In the sixth inning of a Hanshin vs. Samurai Japan practice game on February 26, 2013, he collided with left fielder Hayata Ito while chasing a ball hit by Hayato Sakamoto. Ito caught the ball despite the collision and was able to continue playing, but Uemoto was taken off the field on a stretcher. He was diagnosed with an injury to his anterior talofibular ligament. He underwent rehabilitation starting in March, returning to practice in mid-May. Because of occasional pain still felt in his left ankle, he underwent surgery in June.

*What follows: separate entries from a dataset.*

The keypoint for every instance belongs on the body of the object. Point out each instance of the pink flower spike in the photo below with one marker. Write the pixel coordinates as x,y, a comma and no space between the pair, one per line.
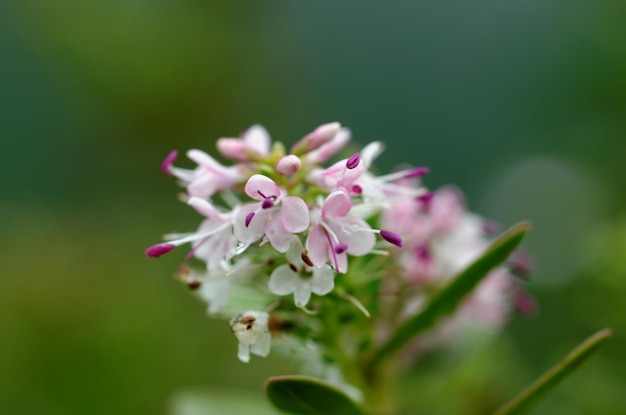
166,166
288,165
353,161
392,238
156,251
417,172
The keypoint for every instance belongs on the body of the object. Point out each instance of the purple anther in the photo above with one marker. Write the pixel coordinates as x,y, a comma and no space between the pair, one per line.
267,203
156,251
422,253
417,172
353,161
392,238
167,163
249,217
425,198
340,248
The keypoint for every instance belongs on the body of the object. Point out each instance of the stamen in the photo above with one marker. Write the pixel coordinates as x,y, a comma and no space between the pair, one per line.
392,238
267,203
249,217
353,161
425,199
156,251
166,166
341,248
306,259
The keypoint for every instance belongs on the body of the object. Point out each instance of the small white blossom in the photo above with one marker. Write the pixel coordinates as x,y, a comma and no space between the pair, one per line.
300,278
252,331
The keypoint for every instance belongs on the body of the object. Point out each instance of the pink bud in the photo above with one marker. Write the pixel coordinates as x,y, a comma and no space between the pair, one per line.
232,148
167,163
156,251
288,164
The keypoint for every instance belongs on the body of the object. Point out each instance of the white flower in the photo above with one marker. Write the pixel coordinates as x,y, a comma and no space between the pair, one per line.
300,278
251,329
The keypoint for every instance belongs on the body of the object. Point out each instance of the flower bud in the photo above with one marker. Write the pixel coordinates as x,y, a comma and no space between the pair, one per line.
288,164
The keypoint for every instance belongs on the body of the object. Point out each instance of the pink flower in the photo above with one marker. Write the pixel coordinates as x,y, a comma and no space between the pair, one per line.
299,278
213,242
336,234
254,143
276,217
209,177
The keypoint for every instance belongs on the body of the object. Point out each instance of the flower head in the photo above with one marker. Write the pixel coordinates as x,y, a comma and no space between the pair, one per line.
251,329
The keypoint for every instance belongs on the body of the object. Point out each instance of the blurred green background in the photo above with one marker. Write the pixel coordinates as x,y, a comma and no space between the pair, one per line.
520,103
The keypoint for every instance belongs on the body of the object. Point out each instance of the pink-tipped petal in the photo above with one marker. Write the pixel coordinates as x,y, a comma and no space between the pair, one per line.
317,246
323,280
288,164
166,166
283,280
294,215
261,187
156,251
337,204
392,238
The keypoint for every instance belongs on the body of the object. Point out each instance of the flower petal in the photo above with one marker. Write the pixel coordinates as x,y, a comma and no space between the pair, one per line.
323,280
256,227
283,280
262,346
354,233
260,187
317,246
337,204
302,293
294,214
257,139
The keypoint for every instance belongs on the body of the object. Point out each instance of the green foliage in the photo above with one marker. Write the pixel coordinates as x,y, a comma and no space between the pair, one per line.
451,296
555,375
307,395
207,401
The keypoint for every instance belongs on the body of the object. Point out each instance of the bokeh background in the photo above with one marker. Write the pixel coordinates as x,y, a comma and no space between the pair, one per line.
522,104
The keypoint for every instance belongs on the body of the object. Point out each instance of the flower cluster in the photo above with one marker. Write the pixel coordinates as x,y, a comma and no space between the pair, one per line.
340,239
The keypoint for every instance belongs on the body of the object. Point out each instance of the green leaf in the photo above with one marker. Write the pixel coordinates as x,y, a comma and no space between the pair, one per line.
445,302
556,374
218,401
307,395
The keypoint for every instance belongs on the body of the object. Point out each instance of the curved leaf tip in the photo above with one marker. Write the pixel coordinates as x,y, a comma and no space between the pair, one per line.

His first appearance following surgery was on August 29 against the Giants in the Tokyo Dome, where he played third base for the first time. Five days later he hit his first home run of the year against the BayStars. During the September 18 game against Hiroshima, he played against his brother Takashi for the first time; he as the 2nd baseman and his brother as the Carp's shortstop. In the 2013 season, he played 25 games with 8 RBIs and 2 home runs.

On December 2, 2020, he become a free agent. On December 21, 2020, he announced his retirement.

On October 25, 2023 it was announced he'd be returning to the Tigers as a coach for the 2024 season.